Hello,
I need to use a formula to filter out several items and then for those that are false to come out in an output
thanks
Solved! Go to Solution.
so I have all the columns below that have to be audited each month and they should only be a word or a number. Since they are Vstrings and Double-how would I do the formula for each separate column? I was told to use 'error in a' then to output those from there that are FALSE. I was first creating a new column for each column but calling it the same with audit attached (ex. Program audit as a new column with the error in a statement true/false) THEN do a filter for all the 'error in a' as the false output. Does this make sense? Have you used the 'error in a' before?
two ways - either you check each value against the proper value which is type specific (ie for your number row it's is number=x, and for your string row it's is string="y"...
how i'd do it:
or you lose all the field types and you transpose with your record id as a group identifier. Then you check each column (now in value) as if it was string.
use a filter tool to filter out record ids where you have "false"
now you have the record ids - but not the full data set. You get the datasset back and the proper formatting by using a join with the pre-transform dataset with record id as the identifier.

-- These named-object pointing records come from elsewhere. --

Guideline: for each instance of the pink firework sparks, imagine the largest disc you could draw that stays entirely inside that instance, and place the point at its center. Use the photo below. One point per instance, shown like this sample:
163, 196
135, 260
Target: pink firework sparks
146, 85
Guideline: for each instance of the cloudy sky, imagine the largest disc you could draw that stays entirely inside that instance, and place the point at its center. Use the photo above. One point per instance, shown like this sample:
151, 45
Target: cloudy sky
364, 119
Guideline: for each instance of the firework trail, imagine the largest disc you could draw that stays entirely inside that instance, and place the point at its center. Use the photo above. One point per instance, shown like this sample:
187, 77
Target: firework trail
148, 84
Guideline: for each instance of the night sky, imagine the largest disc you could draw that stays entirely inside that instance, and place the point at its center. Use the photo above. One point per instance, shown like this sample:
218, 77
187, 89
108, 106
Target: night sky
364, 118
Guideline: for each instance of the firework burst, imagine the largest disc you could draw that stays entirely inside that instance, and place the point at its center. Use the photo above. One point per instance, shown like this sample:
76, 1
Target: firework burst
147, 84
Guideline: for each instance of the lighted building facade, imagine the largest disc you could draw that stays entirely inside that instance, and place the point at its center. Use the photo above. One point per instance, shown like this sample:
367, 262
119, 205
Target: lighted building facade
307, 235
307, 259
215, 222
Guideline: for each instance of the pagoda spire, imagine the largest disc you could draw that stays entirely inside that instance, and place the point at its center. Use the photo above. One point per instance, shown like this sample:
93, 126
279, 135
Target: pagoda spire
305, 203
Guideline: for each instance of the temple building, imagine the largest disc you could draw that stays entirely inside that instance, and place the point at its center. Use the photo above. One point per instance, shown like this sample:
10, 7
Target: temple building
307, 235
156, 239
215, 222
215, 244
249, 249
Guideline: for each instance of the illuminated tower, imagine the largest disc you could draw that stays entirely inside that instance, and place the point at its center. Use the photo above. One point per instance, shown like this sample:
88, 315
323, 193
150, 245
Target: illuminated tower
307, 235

quick question--can you do a filter to check for duplicates on a specific column?
and, for a specific column to have certain # of digits or spaces only?
thanks!
YES..
For 1) if you use summarize you can see what values appear multiple times by grouping by values and then using a count.
2) yes. but... to check for length of digits you'd either need to look to see if it's larger than a certain number of check the length via the string function len() - but that requires a string so len(tostring()) would be your nested function.
whitespaces would mean " " as opposed to null() or empty(). empty/null can be checked by isempty(). For whitespaces of an unknown length you can use a regex_match([field],"\s+") but it's a bit more complicated. Basically that formula would match fields where only " " appear.
So I placed summarize tool but do I add columns at the bottom inside of Summarize?
Also, for certain length to use len(tostring()) for that specific column but what do you mean by nested function?
THANKS!!!
summarize - group by record id. count distinct whatever column you are looking for duplicates in... duplicates will have two values or more.
nested in this case refers to two functions on the same field. so first convert it to string tostring() then get length on the string with len. so len(tostring())...
Thank you so much so far!!!
I got the summarize but for the nested functions --I have 3 columns: one is Sequence that needs to be # and 6 digits, one is Track ID needs to be 15 spaces, and One Mem ID that needs to be 9 spaces and not begin with 901 or 902.
Do I do this in the formula section for each one toString(Sequence) and Len(tostring(Sequence)) ???
here's how I would do it
logic test for sequence:
regex_match([sequence],"\d{6}")
len([trackid])=15 (note you could also use regex_match([trackid],".{15}")
with the last one the regex synatx is a bit more complex. you can do something like if len([memid]=9 and left([memid],3) in ("901","902") but i'll work on it.
if you are testing numbers for lengths - tostring - if the fields are already strings you can skip this step.